Here, the Arrays.sort() method to sort the input array nums. Then, it iterates over the array and compares each element with its next element. If there are any equal elements, the method returns true, indicating that the array contains duplicates. If the loop finishes without finding any duplicates, the method returns false. This approach has a time complexity of O(n log n) due to the sorting, but it has a space complexity of O(1) as the sorting is performed in-place and no additional data structures are used.

### Solution4 - Using hash set

Let's see first how we can use a hash set to solve this problem.

```
class Solution4 {
public boolean containsDuplicate(int[] nums) {
var sets = new HashSet<>(nums.length);
for (var num : nums) {
if (sets.contains(num)) {
return true;
}
sets.add(num);
}
return false;
}
}
```

In this code, a HashSet named set is created. Then, the input array nums is iterated, and for each element, the set.contains(x) method is called to check if the element is already in the set. If it is, the method returns true, indicating that the array contains duplicates. If the loop finishes without finding any duplicates, the method returns false.
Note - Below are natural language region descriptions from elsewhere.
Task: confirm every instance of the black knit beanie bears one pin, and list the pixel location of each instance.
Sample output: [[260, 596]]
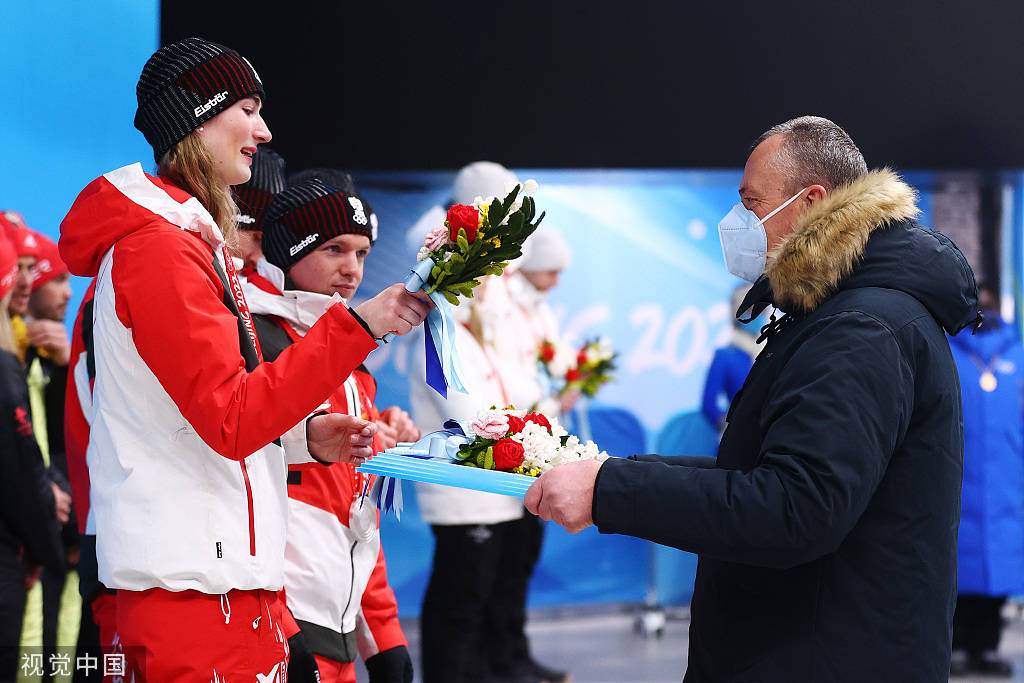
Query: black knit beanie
[[332, 176], [254, 197], [187, 83], [305, 215]]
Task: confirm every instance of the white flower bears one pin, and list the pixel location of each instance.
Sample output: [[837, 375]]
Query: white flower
[[601, 350], [564, 360]]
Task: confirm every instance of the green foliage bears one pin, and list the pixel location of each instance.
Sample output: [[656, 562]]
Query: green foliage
[[498, 241]]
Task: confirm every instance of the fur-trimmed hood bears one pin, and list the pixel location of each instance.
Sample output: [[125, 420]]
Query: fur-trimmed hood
[[863, 235]]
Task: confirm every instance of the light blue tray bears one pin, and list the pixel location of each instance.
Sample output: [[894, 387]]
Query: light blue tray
[[434, 471]]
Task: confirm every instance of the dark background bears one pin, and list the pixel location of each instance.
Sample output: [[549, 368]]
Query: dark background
[[387, 85]]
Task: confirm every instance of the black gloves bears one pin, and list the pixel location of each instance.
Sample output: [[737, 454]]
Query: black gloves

This approach has a space complexity of O(1) because the size of the HashSet is limited to the length of the input array, and a time complexity of O(n) because each element is only processed once during the loop.

## Conclusion

As you can see, there are many ways to solve this problem. But, the best solution is by using a hash set to solve this problem depending on the problem statement and constraints.